The goal of DecSync is to be able to synchronize data between different devices, without any explicit server. It uses the file system as a tool, as there are already many ways to synchronize files. A notable example is Syncthing which synchronizes directly between devices, but any file synchronization tool can be used.
The biggest problem when synchronizing are conflicts. This occurs when device A and B both change some data when they are offline. When they become online, we would like to get the updates from both A and B. Additionally, we have to avoid file conflicts, as we are using the file system. The latter problem is solved by giving every device its own subdirectory, which means that every file has a unique device that can modify it. The problem of processing all updates is solved by having additional requirements:
- We only support key-value pairs (entries).

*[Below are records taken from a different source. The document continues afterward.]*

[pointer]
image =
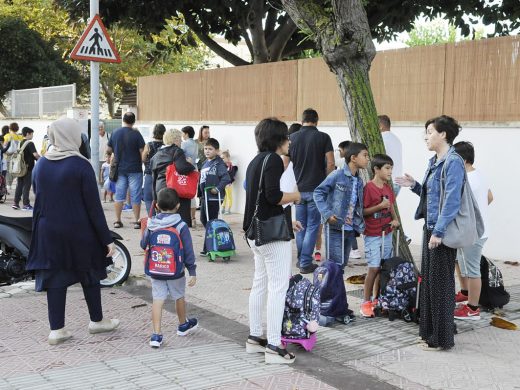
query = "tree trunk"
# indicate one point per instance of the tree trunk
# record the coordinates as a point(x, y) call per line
point(342, 33)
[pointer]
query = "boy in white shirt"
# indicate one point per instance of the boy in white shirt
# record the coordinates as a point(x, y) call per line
point(468, 264)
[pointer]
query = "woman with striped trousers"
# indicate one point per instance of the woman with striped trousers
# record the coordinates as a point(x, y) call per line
point(272, 260)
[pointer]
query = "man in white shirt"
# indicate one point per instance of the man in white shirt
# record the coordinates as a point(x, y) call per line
point(103, 141)
point(393, 148)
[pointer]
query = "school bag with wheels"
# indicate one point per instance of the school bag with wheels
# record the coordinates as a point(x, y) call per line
point(302, 307)
point(398, 286)
point(164, 253)
point(493, 294)
point(219, 237)
point(3, 189)
point(328, 278)
point(17, 164)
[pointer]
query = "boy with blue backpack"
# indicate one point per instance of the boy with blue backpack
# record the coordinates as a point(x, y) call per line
point(168, 251)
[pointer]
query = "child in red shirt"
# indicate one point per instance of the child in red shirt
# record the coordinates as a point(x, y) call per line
point(378, 203)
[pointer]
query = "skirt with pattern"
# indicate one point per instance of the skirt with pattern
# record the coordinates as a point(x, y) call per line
point(437, 294)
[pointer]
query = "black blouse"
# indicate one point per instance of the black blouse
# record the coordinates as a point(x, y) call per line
point(271, 195)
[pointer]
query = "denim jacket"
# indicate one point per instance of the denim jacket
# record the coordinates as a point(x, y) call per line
point(431, 190)
point(333, 195)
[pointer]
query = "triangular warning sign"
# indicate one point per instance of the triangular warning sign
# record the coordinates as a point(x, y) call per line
point(95, 44)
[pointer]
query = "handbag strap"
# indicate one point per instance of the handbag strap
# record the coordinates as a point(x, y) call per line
point(260, 185)
point(443, 181)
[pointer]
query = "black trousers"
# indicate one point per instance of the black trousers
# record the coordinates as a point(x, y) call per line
point(23, 188)
point(56, 299)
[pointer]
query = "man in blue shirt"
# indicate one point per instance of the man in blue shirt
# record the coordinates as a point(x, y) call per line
point(127, 145)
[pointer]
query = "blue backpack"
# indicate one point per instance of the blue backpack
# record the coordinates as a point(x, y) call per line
point(302, 305)
point(219, 237)
point(164, 254)
point(398, 285)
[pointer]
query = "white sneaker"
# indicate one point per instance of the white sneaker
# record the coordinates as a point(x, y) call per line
point(59, 336)
point(105, 325)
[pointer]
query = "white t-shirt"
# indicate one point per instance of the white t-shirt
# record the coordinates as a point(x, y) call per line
point(103, 141)
point(395, 150)
point(480, 188)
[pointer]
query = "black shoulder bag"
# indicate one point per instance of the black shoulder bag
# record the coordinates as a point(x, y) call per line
point(272, 229)
point(113, 173)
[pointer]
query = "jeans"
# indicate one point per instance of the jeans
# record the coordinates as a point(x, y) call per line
point(309, 216)
point(23, 188)
point(134, 181)
point(147, 192)
point(334, 245)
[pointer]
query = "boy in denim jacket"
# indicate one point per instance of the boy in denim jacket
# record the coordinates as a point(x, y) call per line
point(339, 199)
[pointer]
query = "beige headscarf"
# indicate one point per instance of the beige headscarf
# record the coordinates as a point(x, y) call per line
point(65, 137)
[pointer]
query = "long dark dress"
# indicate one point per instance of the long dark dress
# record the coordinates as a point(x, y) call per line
point(70, 232)
point(158, 164)
point(437, 294)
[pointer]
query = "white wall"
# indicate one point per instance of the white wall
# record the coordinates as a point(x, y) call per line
point(495, 150)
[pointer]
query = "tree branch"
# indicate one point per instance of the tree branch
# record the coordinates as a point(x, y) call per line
point(270, 23)
point(254, 21)
point(282, 35)
point(220, 51)
point(293, 47)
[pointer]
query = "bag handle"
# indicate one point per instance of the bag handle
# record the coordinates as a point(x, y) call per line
point(258, 195)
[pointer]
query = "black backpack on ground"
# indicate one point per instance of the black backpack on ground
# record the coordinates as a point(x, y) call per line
point(493, 294)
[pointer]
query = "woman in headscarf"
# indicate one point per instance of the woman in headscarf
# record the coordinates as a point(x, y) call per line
point(70, 242)
point(170, 153)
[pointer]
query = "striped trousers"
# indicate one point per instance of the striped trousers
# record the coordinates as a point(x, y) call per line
point(272, 273)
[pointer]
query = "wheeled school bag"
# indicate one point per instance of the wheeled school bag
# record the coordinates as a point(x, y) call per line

- The order in which the entries are processed does not matter.
- Store as little information as possible in every entry.
With these requirements, there are no problems when A and B update different keys, as B can just process the update from A and vice versa. Requirement (2) guarantees that their states will be the same afterwards. However, there will still be a conflict when A and B update the same keys. This conflict is solved by having timestamps and choosing the most recent update. The information loss is minimized by (3). Moreover, there will be no file conflicts when this situation occurs.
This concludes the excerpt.